Antioxidants like vitamin C, E, and beta-carotene are known to be good for human dental health, but what about dog’s dental health? Antioxidants are great for your dog’s dental health because they fight against the free radicals that cause gum disease, cavities, and other problems.
Not only can your dog benefit from daily probiotic supplements, but he can also get it from the food you feed him. The probiotic content in some foods you normally give him can help improve his dental health, just as it does for humans.
While your dog does not need to consume probiotics regularly, there are a couple of instances when it might be beneficial to give him a bit more than usual: If he is having trouble with a toothache or dental pain, or if you notice a bad smell in his mouth.
4. Raw meaty bones
You may have heard that raw meaty bones of chicken, turkey, pork, beef, and fish are great for dogs. Not only are they rich in protein and other nutrients, but they also clean the teeth and massage the gums, which is good for dental health.
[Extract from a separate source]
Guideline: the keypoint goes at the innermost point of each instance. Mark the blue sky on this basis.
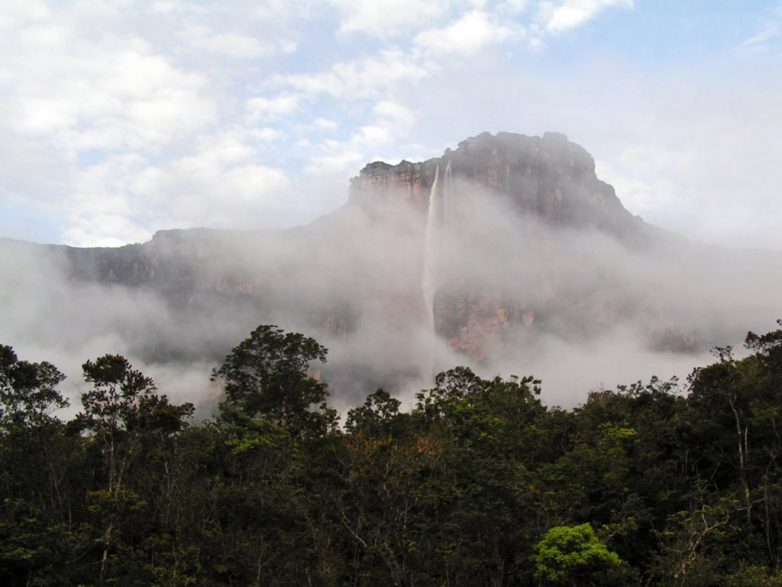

This is especially true for puppies who have baby teeth that tend to fall out as they mature so that the adult teeth can grow in.
And even older dogs can benefit from eating raw bones, but you should be careful to avoid broken teeth and take care to avoid choking.
5. Fatty acids
Fatty acids, like those found in fish oil, are important for keeping your dog’s teeth and gums healthy. Fish oil supplements are a safe and natural way to promote and support your dog’s dental health.
Every dog owner knows how hard it is to eliminate the odor and plaque that forms on their dog’s teeth. Dogs fed human food or snacks tend to have worse problems than those fed with dog food.
The reason is that dog food is specially formulated for their dental health. That is why you need to feed your dogs foods that are good for their dental health.